I agree that the Boolean matrix multiplication given on that slide is not work efficient. It has a parallel runtime of O(1) and work O(N3) which would be work efficient if the best sequential algorithm would have runtime O(N3). It is true that there are better ones as mentioned above, and compared to these, it is worse. It is therefore not work efficient.
Note however that Strassen's algorithm assumes operations + and * of a ring which is not the case for ⋁ and ⋀. Still, we can use Strassen's algorithm if we simply use the Boolean matrices as integer matrices (and if you want modulo n+1 for nxn matrices).
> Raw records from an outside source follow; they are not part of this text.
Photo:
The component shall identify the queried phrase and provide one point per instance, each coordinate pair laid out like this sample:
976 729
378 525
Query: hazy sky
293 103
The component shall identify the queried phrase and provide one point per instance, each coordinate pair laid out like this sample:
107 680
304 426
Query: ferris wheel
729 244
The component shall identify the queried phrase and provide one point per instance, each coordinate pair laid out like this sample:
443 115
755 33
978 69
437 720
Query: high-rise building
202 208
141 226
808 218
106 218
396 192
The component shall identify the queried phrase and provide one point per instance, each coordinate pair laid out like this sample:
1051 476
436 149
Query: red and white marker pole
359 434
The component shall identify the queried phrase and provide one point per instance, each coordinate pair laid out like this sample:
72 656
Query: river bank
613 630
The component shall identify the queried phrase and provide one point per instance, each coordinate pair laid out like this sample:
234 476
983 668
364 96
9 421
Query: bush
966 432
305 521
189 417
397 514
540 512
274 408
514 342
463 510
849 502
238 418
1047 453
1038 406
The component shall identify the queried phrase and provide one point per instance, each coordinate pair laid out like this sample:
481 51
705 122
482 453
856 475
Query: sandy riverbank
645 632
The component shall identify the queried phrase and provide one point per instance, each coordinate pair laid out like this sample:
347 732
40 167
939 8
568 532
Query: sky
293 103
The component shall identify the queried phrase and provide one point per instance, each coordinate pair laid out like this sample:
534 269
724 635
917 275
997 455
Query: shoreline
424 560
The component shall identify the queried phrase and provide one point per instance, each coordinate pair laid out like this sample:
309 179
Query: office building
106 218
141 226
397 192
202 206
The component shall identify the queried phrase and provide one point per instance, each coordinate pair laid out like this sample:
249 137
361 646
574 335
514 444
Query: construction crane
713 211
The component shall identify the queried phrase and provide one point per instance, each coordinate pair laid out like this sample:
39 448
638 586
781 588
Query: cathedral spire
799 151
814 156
Note that the elements of the product matrix are computed as c[i][j] = sum_{k=0..n-1} a[i][k]*b[k][j] and that a[i][k]*b[k][j] is the same as a[i][k]⋀b[k][j], i.e., 1 iff both a[i][k] and b[k][j] are 1. Hence, we have ⋁_{k=0..n-1} a[i][k]⋀b[k][j] iff sum_{k=0..n-1} a[i][k]*b[k][j] >0. For this reason, we can use any matrix multiplication algorithm like Strassen's algorithm or Coppersmith-Winograd also for Boolean matrix multiplication.
For this reason, there are sequential algorithms for Boolean matrix multiplication with a runtime of less than O(N3), and therefore the considered Boolean matrix algorithm with a parallel runtime of O(1) and work O(N3) ist not work efficient (in the sense of PRAMs, i.e., Brent's scheduling principle).
It can be shown that (Boolean) matrix multiplication can be implemented by a PRAM algorithm that runs in parallel time O(log(n)) with work O(M(n)) where M(n) is the runtime of the best sequential algorithm for matrix multiplication (see Jájá92, page 248-249). It would be interesting to combine both algorithms!